A vibrant Spanish classic combining saffron rice, smoky chorizo, fresh seafood, and colorful vegetables.
# Components:
→ Proteins
01 - 7 oz chorizo sausage, sliced
02 - 9 oz boneless, skinless chicken thighs, cut into bite-sized pieces
03 - 9 oz large shrimp, peeled and deveined
04 - 9 oz mussels, cleaned and debearded
05 - 7 oz calamari rings (optional)
→ Rice and Broth
06 - 2 cups short-grain paella or Arborio rice
07 - 4 cups chicken or seafood stock, heated
08 - 1/2 teaspoon saffron threads
09 - 2 tablespoons olive oil
→ Vegetables
10 - 1 medium onion, finely chopped
11 - 1 red bell pepper, sliced
12 - 1 yellow bell pepper, sliced
13 - 2 medium tomatoes, diced
14 - 1 cup frozen peas
15 - 3 cloves garlic, minced
→ Spices & Seasoning
16 - 1 teaspoon smoked paprika
17 - Salt and black pepper, to taste
18 - 1 bay leaf
→ Garnish
19 - Fresh parsley, chopped
20 - Lemon wedges
# Method:
01 - Steep the saffron threads in 3 tablespoons of hot stock and set aside.
02 - Heat olive oil in a large paella pan or wide, deep skillet over medium heat. Add chorizo and chicken; cook for 5 to 7 minutes until browned. Remove and set aside.
03 - Add onion and bell peppers to the pan and sauté for 4 to 5 minutes until softened. Stir in garlic and tomatoes and cook for 2 more minutes.
04 - Stir in the rice and smoked paprika, coating the grains evenly with oil and vegetables.
05 - Return chicken and chorizo to the pan. Pour in the saffron-infused stock along with remaining stock, bay leaf, salt, and pepper. Stir gently to combine.
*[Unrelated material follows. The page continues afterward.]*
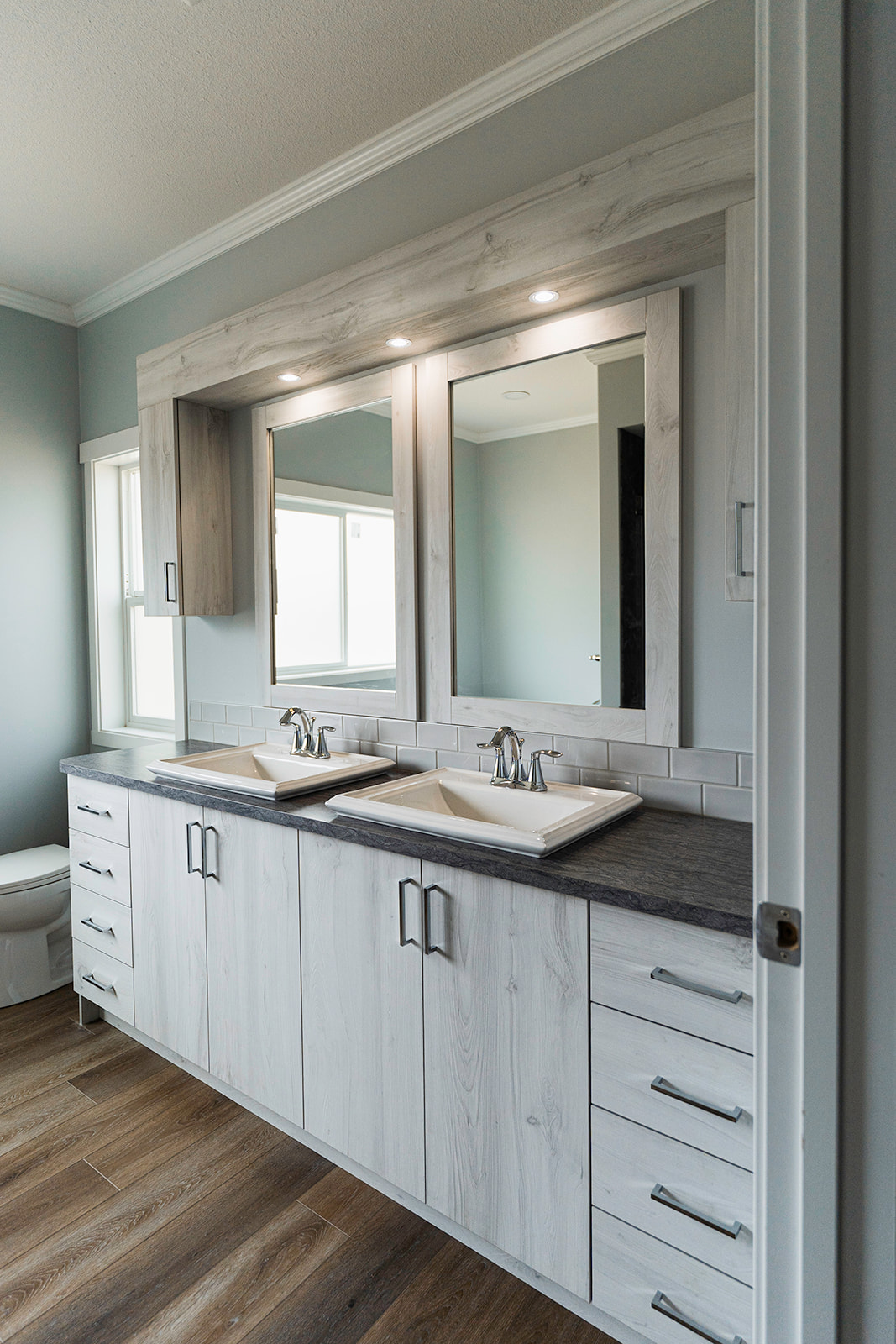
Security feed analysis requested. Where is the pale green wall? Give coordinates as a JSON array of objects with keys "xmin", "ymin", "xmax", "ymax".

06 - Bring to a boil, then reduce heat to low and simmer uncovered for 15 minutes without stirring.
07 - Nestle shrimp, mussels, and calamari into the rice and scatter peas on top. Cover loosely with foil and cook for 10 to 12 minutes until seafood is cooked and mussels have opened.
08 - Remove from heat and let rest covered for 5 minutes. Discard any unopened mussels. Garnish with chopped parsley and lemon wedges before serving.